According to Professor Heaven Crawley at Coventry University’s Centre for Trust, Peace and Social Relations, “it is the poverty and inequality that kills people, not the virus.” The living conditions of refugees in Indonesia are particularly susceptible to devastating outbreaks of COVID-19. At International Organization for Migration (IOM) shelters, for instance, refugees are unable to maintain social distancing due to the communal sharing of bedrooms, kitchens, and other facilities. There is also limited access to clean water, sanitation, food, and healthcare — many COVID-19 cases in the community will go under-reported simply because refugees are unable to afford the costs of treatment. Most crucially, refugees are left out when countries prioritise the inoculation of their own citizens. Neither the UNHCR nor the Indonesian government have issued statements regarding the vaccination of its refugees to date.
The effects of the pandemic on the world’s most vulnerable go further than we think. The closure of refugee learning centers has made education twice as challenging, even impossible, for refugee children who have already been denied adequate teaching resources. Faced with countless pressures and a life of uncertainty, psychological ailments among refugees have only grown worse since the pandemic. In the past 5 years, I came to know of at least 11 refugees in Indonesia who had been driven to end their lives out of sheer desperation, and a longing for escape.

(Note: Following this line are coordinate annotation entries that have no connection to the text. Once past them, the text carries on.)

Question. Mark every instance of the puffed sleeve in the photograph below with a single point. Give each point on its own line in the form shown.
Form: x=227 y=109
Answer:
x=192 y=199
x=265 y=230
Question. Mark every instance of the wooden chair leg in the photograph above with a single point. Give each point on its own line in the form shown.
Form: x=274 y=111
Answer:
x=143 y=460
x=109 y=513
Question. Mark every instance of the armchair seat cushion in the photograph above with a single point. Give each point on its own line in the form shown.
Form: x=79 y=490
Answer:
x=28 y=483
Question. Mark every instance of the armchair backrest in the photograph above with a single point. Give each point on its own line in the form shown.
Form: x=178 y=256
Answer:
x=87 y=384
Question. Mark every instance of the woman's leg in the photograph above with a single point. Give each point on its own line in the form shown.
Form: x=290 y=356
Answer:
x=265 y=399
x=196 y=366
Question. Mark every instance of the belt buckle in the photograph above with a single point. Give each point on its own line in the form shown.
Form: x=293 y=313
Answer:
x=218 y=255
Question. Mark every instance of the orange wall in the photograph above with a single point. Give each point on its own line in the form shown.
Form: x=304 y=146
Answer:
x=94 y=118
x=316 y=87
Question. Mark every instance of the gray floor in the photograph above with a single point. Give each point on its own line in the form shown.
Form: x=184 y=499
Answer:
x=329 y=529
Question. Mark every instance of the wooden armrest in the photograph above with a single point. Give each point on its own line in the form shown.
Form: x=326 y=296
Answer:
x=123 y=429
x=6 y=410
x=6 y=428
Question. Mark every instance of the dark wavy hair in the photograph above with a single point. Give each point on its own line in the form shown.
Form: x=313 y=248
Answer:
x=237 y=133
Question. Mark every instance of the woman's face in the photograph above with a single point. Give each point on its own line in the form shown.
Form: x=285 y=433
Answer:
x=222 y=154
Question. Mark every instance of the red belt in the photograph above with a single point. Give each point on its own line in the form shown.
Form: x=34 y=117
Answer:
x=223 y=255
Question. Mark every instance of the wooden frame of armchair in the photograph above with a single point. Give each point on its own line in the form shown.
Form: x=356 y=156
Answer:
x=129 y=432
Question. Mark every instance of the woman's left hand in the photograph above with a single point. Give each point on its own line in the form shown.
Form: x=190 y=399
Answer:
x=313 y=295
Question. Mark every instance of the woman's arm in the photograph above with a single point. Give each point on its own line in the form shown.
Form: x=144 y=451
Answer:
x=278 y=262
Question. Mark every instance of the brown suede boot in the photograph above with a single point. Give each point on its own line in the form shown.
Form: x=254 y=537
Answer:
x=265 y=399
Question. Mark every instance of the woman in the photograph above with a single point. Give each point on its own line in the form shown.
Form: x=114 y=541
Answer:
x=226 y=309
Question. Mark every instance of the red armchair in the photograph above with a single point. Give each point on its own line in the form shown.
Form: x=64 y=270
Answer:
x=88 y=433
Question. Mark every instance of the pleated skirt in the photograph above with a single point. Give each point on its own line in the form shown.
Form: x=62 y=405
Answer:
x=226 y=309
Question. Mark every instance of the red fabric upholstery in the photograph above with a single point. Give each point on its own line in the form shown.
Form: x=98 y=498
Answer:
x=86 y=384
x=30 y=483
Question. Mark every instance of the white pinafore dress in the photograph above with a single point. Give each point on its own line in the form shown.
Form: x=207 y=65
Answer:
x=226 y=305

Not being able to move freely often makes me feel like I’m sinking. As a refugee, I can only dream about going to university, or to all the other places my heart desires. Depression and anxiety are constant companions and have been since the moment my rights were taken from me. It is heart-rending. It is unsettling. There is a never-ending precariousness about my future; there is no break. I have to fight to stay strong every single day in order to survive, to find the courage I need to move forward even without the promise of an outcome.
I have always been living in a pandemic — the only difference is that I now have to wear a mask all the time and refrain from shaking hands. COVID-19 is a minor inconvenience in the greater scheme of things, because I know what I have left behind will always be worse than what I am going through. As I look back on the past five years, I see a resilient, stubborn, and strong girl whose virtues have helped steel her nerves against the turmoil that was 2020. Hardship has taught me that in the midst of adversity, I can remain courageous, tough, and resolute.

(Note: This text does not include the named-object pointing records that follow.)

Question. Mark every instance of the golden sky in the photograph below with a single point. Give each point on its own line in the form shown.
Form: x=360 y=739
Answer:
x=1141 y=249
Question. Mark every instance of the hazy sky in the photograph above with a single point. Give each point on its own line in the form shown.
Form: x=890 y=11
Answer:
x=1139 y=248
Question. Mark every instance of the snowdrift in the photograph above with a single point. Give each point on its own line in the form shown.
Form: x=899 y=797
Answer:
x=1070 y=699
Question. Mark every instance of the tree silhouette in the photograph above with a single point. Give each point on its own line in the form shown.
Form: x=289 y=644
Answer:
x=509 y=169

I may be safe from persecution and war, but Indonesia is still a cage, and I am a bird locked inside. I do not belong to this land, and it is not my nest. I am a migratory being who is a citizen of nowhere, yet I cannot fly in the vast blue and grey sky. So for now, I rest on my back and gaze upwards to watch other birds floating in the air. And I dream about being free one day and flying as high as I possibly can.
Homaira Zamiri is a 21-year-old Hazara refugee based in Indonesia. She is a former refugee teacher, a refugee advocate, and a community worker. She is also the co-founder and project manager of the Jakarta Bersatu Project, and an advisor board member at the Centre for Asia Pacific Refugee Studies. Homaira enjoys music from the old days, gazing at the moon and stars, blowing dandelions into the blue sky, and creative writing. She does her best work in the absolute darkness of night, when the world falls asleep and the crickets begin to sing.